The U.S. has a relatively light calendar this week. Today the housing permits and starts number will be released. After a strong start this year, lumber prices have had a substantial correction. If we get weak housing numbers on Tuesday, combined with softening lumber prices, the Fed might be less likely to raise interest rates three more times this year as previously thought. On the 21st the Philadelphia Fed will issue their report and the leading economic indicators will come out. We don’t expect any great fanfare from either number, but it is the surprises that move the markets.
Despite stronger than expected corporate earning results, uncertainty about the meeting of OPEC and non-OPEC oil producers in Doha has kept a lid on stock indices like the S&P.
Many thought Doha would bring a production freeze by oil-producing nations. With Doha being a bust because of non-participation by Iran, crude started the week on a weak note. The next OPEC meeting is in the beginning of June.
We will be looking for future clues from China as to the strength of its economy. Recent indications that there has been a rise in new credit, plus strong housing prices reported this morning, point to success by its central bank in stabilizing their economy.
Changing expectations on the June 23rd referendum in the U.K. for Brexit will influence trading in the British Pound.
This week we will be following statements from the RBA on the future state of the Australian economy. Reserve Bank Governor Glenn Stevens will be speaking on Tuesday at the Credit Suisse Conference in New York. Right before his speech, the minutes from the RBA’s April meeting will be released. We assume the minutes will be incorporated into his speech. Traders in the Australian Dollar will be paying close attention to his words.
Currency traders are waiting to see if the Bank of Japan will intervene to control the recent rise of the Yen.
While the ECB is unhappy with the U.S. Dollar’s recent decline, there is little indication that it will intervene to limit future Euro gains. Though on Friday, ECB President Mario Draghi gave notice that the ECB is ready to take further necessary action to increase inflation. The ECB’s 25-member governing council is scheduled to hold its next policy meeting on Wednesday and Thursday.
Silver has been the recent star of the precious metals market after prices have been languishing relative to gold. With prices trading above their 20 and 100 day moving average, traders will be looking to see if the gold/silver ratio will approach previous historical levels.
Natural gas enters the week a bit humbled. After failing to decisively break through the magical “200” barrier, prices on Friday traded down to its two-week lows. Traders will be watching to see if normal spring weather is finally here to stay, and eagerly await Thursday’s storage number, to see how the recent burst of chilly weather has affected storage figures. This week Barrons’ featured commodity article is entitled “The Price Isn’t Right to Invest in Natural Gas—Yet.” A contrarian might think that this is the perfect buy signal for the market.

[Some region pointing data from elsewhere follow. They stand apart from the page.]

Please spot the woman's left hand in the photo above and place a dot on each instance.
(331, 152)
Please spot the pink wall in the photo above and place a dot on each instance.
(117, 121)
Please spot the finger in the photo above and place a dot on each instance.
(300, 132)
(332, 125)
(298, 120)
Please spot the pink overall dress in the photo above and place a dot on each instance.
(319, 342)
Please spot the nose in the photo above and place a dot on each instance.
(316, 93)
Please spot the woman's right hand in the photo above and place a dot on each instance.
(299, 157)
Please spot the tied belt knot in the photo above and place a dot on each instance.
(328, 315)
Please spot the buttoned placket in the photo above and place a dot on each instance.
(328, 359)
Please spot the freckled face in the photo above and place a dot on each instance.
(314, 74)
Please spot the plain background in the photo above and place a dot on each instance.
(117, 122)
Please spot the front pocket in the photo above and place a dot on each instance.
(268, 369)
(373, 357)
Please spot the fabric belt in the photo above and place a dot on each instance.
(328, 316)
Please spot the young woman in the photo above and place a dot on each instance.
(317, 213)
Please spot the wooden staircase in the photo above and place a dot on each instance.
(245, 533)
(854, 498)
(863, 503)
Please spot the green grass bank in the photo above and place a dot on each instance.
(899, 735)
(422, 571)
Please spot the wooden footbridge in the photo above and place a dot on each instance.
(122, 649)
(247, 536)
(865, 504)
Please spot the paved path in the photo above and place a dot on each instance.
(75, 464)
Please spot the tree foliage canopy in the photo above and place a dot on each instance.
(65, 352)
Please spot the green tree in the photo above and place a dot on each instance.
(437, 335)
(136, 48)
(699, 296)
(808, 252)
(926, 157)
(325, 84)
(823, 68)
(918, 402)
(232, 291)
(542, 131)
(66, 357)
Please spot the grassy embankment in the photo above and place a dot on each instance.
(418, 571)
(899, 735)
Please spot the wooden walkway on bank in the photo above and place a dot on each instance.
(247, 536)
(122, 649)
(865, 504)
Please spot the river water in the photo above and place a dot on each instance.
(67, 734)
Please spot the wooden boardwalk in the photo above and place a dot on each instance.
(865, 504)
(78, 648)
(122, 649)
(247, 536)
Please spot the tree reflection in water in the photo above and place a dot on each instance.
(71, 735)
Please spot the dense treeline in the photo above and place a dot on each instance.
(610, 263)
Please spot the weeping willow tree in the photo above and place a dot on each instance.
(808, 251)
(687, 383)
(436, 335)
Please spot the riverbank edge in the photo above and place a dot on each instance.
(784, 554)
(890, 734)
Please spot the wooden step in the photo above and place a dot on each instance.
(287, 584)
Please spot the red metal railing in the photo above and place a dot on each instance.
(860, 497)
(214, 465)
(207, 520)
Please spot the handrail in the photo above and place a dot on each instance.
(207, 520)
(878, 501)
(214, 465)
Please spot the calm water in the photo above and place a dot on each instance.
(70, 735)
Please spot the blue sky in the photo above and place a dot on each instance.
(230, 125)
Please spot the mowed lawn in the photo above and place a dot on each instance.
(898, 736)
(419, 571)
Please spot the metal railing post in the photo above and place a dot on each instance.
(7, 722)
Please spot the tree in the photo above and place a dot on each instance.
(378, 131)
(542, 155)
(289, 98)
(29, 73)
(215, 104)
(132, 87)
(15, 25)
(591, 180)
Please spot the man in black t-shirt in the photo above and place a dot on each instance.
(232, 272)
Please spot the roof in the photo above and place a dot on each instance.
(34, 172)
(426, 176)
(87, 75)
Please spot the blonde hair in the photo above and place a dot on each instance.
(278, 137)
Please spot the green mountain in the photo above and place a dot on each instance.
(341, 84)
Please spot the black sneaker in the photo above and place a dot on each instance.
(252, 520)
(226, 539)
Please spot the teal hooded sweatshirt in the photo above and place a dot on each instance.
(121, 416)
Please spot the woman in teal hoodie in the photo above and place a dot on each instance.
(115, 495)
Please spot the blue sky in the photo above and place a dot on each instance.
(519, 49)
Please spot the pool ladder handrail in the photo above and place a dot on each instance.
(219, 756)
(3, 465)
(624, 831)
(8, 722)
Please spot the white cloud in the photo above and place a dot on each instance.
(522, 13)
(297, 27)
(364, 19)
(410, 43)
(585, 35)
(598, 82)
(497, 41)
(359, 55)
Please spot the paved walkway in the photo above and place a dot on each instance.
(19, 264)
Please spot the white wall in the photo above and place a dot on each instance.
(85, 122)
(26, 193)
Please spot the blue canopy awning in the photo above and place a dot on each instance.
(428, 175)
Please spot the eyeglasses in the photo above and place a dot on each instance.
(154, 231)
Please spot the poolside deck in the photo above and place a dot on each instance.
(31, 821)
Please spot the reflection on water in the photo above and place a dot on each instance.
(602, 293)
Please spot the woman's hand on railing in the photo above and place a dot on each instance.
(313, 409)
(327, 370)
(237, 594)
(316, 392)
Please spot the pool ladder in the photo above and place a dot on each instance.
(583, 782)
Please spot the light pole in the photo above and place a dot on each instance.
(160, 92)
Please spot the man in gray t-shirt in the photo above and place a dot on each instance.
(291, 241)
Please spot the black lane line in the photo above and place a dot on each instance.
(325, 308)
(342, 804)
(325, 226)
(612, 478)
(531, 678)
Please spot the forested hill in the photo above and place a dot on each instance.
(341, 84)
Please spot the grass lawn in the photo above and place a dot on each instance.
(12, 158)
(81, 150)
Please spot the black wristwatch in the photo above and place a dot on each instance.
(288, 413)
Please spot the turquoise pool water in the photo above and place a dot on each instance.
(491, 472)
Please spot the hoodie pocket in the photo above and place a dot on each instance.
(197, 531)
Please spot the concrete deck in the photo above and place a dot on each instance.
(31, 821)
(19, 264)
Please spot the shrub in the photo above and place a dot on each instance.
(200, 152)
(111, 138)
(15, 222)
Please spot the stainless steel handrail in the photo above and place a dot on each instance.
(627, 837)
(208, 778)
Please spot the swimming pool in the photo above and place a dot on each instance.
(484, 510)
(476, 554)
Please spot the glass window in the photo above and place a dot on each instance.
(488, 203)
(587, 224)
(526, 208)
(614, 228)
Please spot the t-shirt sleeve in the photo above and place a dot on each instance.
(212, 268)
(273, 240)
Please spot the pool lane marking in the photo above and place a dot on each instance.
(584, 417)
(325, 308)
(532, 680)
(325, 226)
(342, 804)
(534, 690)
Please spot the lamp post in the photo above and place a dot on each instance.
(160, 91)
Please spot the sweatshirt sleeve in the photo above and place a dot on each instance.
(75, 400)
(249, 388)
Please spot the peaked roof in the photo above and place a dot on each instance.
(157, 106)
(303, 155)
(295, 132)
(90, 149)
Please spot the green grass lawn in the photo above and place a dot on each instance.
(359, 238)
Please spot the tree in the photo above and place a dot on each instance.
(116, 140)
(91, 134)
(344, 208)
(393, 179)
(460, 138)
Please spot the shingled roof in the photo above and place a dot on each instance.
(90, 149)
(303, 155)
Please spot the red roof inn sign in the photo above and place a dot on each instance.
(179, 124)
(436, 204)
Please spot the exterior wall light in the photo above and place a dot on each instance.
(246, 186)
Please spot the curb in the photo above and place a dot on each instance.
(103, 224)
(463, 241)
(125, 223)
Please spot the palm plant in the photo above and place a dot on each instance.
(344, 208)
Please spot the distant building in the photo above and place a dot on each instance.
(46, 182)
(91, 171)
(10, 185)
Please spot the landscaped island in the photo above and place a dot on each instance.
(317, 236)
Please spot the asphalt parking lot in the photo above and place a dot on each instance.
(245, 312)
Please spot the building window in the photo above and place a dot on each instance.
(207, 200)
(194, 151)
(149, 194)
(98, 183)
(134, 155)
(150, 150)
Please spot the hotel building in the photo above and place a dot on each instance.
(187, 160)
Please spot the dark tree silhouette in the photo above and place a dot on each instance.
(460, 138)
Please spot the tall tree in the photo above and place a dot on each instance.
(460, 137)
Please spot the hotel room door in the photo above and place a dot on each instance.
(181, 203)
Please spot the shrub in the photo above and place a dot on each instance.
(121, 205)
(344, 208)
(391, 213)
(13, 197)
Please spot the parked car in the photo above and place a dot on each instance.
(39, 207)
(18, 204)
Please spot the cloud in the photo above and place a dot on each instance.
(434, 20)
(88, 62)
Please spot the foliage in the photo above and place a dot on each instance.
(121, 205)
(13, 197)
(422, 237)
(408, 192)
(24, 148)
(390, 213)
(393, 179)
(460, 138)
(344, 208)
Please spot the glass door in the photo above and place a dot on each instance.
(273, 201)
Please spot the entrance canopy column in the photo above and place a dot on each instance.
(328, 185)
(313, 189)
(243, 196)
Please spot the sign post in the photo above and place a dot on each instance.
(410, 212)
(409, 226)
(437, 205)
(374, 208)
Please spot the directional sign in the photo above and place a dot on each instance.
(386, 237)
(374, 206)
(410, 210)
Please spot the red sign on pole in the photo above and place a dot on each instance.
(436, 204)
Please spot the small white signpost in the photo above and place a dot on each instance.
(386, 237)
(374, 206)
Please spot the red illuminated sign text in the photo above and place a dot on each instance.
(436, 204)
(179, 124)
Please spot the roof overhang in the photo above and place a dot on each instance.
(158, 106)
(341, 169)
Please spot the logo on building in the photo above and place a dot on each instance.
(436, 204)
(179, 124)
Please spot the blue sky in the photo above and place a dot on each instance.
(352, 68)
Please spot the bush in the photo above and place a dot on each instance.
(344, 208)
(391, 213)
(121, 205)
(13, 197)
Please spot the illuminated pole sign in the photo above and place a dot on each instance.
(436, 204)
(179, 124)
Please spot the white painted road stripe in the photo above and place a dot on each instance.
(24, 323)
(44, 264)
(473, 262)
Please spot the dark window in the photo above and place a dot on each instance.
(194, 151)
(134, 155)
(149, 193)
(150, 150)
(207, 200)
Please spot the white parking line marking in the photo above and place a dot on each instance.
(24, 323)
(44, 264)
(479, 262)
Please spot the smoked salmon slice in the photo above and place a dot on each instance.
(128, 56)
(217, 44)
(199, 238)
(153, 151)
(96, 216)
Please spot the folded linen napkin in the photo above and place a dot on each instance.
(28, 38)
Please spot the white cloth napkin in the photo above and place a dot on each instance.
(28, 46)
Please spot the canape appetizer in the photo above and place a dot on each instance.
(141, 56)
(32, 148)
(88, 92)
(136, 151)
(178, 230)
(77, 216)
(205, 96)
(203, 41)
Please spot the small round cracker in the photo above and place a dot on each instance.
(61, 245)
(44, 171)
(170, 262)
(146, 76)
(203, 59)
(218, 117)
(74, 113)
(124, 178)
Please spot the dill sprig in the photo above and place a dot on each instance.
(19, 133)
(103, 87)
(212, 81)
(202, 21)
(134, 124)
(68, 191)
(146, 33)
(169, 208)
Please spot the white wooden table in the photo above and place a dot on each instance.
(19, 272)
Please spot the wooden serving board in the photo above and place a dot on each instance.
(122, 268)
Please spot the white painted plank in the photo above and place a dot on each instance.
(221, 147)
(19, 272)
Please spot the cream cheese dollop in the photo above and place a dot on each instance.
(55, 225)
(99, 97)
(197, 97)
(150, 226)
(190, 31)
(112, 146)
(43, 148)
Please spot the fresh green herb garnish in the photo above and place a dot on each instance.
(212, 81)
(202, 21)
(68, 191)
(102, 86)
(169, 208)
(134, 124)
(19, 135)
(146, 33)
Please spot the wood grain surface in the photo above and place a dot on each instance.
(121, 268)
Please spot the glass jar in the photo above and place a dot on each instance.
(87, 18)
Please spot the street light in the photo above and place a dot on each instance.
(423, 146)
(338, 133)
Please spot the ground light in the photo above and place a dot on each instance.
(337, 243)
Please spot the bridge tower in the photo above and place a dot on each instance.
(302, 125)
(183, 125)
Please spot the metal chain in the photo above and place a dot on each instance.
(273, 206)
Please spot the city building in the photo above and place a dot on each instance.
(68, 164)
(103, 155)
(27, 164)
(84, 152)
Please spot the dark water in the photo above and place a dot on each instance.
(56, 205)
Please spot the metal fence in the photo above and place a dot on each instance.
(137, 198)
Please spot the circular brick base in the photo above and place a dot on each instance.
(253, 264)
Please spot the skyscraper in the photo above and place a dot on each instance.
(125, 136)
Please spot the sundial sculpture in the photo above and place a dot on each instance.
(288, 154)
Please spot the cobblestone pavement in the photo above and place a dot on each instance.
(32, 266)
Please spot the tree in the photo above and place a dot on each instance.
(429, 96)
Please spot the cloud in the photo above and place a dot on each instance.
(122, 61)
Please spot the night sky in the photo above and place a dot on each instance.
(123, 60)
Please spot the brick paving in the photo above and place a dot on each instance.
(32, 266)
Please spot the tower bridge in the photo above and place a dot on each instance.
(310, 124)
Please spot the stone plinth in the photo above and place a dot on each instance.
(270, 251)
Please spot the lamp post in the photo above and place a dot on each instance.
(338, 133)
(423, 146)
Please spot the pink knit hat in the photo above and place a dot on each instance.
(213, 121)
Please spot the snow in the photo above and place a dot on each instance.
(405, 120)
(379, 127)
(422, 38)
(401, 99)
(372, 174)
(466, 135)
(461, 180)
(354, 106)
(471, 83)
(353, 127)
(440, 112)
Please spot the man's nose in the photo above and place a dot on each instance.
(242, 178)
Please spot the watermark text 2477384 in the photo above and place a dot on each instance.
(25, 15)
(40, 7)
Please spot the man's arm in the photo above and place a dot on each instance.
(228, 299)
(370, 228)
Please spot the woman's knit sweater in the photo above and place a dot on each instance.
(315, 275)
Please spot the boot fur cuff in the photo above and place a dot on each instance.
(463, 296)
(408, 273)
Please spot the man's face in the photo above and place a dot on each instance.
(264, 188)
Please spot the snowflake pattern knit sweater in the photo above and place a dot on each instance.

Traders will also be looking to see if sugar can add to its recent gains. The market rallied sharply after trade house Czarnikow recently reduced its forecast for world sugar supplies. Their number deficit was much greater than the projections from other trade houses. Traders will be analyzing the expected increase in European beet plantings to see if it can help offset the deficit.
By the end of this past week, the strong soybean market started dragging up the moribund corn market. We will watch for the effects of the wet weather on the Argentinian crops. We also await news from Brazil on the attempt to impeach President Rousseff and how it will affect the Real.